In fast allen europäischen Staaten gibt es auf Autobahnen ein Tempo-Limit. In Deutschland gilt: Freie Fahrt. Für manche Deutsche scheint Rasen ein unveräusserliches Menschenrecht zu sein – die Gefährdung anderer Verkehrsteilnehmer inbegriffen.
Eine Klimaarbeitsgruppe der Bundesregierung hat in Erwägung gezogen, auch auf deutschen Autobahnen eine Tempobeschränkung von 130 km/h einzuführen. Das sei „gegen jeden Menschenverstand“, sagte Scheuer. „Was soll der Ansatz der ständigen Gängelung“, fügte er bei. „Die deutschen Strassen sind die sichersten Strassen weltweit“, sagte er am Sonntag. Nur stimmt das nicht.
Laut einer Statistik des Europäischen Rates für Verkehrssicherheit (ETSC) steht Deutschland nur an zehnter Stelle mit 2,97 Toten pro Milliarde gefahrener Autobahnkilometer. Vor Deutschland liegen alles Länder, die eine Tempobegrenzung auf Autobahnen kennen. Am sichersten ist das Autofahren in der Schweiz mit 1,41 Toten pro Milliarde gefahrener Kilometer – also mit halb so vielen Toten wie in Deutschland. Die deutsche Polizeigewerkschaft widerspricht Scheurer deutlich: „Geschwindigkeit ist der Killer Nummer eins.“
Herr Scheuer geht freizügig mit Zahlen und Statistiken um. Ein Tempolimit würde den CO2-Ausstoss um weniger als 0,5 Prozent reduzieren. Scheuer kann diese Behauptung nicht belegen. Sie steht im Widerspruch zu allen seriösen internationalen Untersuchungen. Alle wissen: Je schneller man fährt, desto grösser der Luftwiderstand, desto höher steht der Zeiger auf dem Tourenzähler, desto schneller ist der Tank leer, desto mehr CO2 wird in die Luft befördert. Um das zu kapieren, braucht es kein Physikstudium.
Scheuer griff eine sehr umstrittene Untersuchung einiger Lungenärzte auf, die die geltenden Grenzwerte für Stickoxid in Frage stellen. Diese Untersuchung wird von den meisten Ärzten und auch von der Gesundheitsorganisation WHO als „unseriös“ und „an den Haaren herbeigezogen“ bezeichnet. Fazit: Je schneller man fährt, desto mehr werden die Lungen belastet, desto mehr werden Verkehrsteilnehmer gefährdet.

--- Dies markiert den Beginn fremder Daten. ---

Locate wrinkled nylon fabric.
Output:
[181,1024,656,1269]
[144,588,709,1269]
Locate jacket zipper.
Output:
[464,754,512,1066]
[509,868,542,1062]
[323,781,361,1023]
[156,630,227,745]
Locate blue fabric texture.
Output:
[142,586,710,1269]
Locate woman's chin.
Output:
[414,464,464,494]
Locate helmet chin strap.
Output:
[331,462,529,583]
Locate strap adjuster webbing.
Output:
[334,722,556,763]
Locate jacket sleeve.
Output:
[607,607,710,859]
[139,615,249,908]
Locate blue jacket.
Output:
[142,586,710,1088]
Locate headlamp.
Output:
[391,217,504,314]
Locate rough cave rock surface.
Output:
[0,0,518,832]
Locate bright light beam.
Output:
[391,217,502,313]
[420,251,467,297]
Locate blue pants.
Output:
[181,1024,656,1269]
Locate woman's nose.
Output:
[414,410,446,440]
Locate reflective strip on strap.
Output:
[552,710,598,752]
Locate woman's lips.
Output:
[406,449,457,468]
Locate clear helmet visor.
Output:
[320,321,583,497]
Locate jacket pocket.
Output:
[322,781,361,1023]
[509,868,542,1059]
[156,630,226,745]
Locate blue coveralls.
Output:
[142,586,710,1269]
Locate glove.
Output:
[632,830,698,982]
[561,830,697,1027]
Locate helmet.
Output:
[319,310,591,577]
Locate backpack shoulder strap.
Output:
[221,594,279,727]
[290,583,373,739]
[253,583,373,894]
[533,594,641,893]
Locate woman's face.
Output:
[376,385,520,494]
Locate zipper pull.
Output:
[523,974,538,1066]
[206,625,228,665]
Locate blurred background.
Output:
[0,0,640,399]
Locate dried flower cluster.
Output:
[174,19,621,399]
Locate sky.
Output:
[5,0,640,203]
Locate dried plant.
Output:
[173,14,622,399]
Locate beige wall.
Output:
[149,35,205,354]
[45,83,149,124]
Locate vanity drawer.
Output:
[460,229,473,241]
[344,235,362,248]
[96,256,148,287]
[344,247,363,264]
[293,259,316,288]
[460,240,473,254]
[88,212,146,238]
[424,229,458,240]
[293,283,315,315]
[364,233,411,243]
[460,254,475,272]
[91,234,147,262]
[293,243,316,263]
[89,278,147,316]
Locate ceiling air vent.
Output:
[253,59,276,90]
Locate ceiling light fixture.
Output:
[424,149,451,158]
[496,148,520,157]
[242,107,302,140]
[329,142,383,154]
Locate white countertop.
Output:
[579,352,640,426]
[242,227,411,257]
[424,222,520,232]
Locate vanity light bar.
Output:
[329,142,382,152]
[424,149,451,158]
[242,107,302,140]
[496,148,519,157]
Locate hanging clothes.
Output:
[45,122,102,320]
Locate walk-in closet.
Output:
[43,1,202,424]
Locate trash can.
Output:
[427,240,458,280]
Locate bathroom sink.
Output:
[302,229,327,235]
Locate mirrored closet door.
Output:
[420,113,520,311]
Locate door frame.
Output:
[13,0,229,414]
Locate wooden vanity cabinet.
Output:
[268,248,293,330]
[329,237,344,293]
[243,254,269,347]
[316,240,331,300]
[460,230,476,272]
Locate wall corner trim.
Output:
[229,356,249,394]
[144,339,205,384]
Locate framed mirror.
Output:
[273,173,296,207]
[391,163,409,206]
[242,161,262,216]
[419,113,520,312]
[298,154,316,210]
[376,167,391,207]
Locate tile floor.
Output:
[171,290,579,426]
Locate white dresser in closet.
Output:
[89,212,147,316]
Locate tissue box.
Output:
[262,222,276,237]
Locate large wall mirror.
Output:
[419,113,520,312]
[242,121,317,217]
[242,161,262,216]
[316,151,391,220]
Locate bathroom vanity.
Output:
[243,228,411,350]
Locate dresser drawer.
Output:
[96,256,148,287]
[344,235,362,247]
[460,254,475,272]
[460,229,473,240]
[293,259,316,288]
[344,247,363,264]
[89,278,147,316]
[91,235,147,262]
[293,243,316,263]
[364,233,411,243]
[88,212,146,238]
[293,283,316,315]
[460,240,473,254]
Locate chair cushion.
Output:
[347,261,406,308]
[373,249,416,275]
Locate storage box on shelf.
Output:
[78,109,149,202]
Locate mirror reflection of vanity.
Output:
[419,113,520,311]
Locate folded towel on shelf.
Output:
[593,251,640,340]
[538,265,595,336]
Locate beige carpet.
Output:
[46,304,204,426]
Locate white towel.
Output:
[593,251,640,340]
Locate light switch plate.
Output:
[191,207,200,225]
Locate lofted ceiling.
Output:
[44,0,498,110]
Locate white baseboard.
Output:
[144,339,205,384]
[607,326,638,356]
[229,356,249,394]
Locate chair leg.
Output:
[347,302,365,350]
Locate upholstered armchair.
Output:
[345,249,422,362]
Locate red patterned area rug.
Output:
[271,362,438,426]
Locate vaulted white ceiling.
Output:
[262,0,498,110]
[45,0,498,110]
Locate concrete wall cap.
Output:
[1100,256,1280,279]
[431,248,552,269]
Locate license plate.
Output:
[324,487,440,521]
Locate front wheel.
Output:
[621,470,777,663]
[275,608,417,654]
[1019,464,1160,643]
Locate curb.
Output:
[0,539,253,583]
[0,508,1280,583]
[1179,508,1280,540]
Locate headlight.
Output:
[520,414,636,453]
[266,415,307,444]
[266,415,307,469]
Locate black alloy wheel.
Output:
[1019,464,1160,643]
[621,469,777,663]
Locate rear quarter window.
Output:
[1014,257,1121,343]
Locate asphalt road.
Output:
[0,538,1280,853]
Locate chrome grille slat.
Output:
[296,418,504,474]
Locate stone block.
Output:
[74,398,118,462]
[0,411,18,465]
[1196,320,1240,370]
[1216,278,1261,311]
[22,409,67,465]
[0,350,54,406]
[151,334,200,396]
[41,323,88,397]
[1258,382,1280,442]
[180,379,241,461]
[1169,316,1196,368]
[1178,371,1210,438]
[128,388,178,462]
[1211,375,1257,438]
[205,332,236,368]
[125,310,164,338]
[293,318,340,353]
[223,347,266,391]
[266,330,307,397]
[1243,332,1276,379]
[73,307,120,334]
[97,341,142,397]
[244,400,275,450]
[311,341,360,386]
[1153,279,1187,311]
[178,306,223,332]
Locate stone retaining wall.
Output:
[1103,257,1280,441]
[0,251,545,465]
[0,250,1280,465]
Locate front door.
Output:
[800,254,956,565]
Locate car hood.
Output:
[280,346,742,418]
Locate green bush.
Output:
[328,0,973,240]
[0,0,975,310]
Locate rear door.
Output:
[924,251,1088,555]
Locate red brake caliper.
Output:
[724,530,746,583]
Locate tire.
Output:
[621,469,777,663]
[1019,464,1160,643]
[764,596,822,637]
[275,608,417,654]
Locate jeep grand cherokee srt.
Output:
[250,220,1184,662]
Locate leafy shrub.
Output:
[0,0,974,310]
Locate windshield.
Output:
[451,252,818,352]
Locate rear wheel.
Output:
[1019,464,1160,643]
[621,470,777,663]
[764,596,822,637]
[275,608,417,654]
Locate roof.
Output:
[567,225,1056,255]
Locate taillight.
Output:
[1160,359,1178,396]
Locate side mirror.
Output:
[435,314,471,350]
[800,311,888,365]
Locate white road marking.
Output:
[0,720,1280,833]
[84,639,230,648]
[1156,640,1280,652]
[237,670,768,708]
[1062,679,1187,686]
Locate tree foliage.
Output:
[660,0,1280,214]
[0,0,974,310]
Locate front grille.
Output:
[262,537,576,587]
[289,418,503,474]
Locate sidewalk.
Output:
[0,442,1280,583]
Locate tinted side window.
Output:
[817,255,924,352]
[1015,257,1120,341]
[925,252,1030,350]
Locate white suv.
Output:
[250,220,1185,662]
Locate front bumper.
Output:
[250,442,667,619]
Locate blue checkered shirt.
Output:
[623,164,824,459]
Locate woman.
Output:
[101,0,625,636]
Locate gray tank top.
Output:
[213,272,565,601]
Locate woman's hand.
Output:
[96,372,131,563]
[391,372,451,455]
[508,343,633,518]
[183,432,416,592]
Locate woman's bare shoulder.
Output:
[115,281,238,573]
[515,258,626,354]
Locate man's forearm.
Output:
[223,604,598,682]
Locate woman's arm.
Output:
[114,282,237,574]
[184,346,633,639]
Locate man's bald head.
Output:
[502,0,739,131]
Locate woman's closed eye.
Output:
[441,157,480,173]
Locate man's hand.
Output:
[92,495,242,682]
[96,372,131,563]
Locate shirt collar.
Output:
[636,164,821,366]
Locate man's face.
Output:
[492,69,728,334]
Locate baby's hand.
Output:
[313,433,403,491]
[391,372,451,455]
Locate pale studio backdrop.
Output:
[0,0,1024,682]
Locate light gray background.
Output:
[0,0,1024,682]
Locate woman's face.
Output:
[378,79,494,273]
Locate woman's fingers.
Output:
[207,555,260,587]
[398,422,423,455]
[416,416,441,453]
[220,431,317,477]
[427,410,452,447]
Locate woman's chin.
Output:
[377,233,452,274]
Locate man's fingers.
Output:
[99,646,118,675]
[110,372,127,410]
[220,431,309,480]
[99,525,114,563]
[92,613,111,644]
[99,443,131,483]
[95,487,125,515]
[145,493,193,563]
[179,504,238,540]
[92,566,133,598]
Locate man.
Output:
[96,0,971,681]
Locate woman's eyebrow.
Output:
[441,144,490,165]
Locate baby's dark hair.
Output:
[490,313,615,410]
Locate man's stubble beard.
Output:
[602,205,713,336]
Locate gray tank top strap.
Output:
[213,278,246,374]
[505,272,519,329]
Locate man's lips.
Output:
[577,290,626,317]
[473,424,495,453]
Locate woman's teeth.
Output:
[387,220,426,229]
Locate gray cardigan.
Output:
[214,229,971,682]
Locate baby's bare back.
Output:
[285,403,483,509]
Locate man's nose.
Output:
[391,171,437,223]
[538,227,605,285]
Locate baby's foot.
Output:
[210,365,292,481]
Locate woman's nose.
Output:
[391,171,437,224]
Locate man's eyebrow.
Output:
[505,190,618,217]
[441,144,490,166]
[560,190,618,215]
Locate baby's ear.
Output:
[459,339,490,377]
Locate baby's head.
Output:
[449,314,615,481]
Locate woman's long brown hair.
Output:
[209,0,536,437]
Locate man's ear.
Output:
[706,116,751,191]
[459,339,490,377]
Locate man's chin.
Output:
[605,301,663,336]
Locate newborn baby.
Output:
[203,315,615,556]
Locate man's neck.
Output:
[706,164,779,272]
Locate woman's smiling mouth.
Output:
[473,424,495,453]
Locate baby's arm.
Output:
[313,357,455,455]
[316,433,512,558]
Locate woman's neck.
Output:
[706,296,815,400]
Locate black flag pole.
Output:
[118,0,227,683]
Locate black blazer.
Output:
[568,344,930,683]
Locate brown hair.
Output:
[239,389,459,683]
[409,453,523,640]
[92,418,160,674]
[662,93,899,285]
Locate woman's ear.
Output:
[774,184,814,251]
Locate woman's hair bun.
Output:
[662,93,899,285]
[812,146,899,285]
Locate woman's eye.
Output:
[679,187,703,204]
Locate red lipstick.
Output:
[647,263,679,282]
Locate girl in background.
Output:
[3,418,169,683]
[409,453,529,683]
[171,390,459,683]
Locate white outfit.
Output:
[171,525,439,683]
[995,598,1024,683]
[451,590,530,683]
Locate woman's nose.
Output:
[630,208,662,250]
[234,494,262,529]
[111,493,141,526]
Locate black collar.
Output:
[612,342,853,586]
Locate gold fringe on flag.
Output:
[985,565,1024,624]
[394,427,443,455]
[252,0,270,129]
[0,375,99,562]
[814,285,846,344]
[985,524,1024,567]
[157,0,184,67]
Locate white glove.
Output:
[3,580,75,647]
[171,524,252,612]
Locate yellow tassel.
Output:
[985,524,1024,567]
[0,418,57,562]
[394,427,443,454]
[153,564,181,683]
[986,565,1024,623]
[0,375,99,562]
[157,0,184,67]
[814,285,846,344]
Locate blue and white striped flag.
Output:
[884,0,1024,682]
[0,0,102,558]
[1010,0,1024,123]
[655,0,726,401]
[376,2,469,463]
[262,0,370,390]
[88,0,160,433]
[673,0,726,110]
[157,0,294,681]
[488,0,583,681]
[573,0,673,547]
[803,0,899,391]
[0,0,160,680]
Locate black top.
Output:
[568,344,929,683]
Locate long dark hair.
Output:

Scheuer erhielt plötzlich Unterstützung von seinem CSU-Parteigenossen Markus Söder. Der sagte: „Das Tempolimit ist eine typisch ideologische Verbotsdiskussion aus der grünen Mottenkiste.“ Als ob ganz Europa von Grünen regiert würde.
Scheuer und Söder setzen sich dem unschönen Verdacht aus, dass sie im Dienste der schwer gebeutelten und angeschlagenen deutschen Autoindustrie Politik machen. Darauf deutet eine Aussage Scheuers hin: Als Erstes müsse „die masochistische Debatte beendet werden, wie wir uns in Deutschland mit immer schärferen Grenzwerten selbst schaden und belasten können“. Mit „wir“ meinte er wohl die deutsche Autoindustrie mit ihren Abgasproblemen.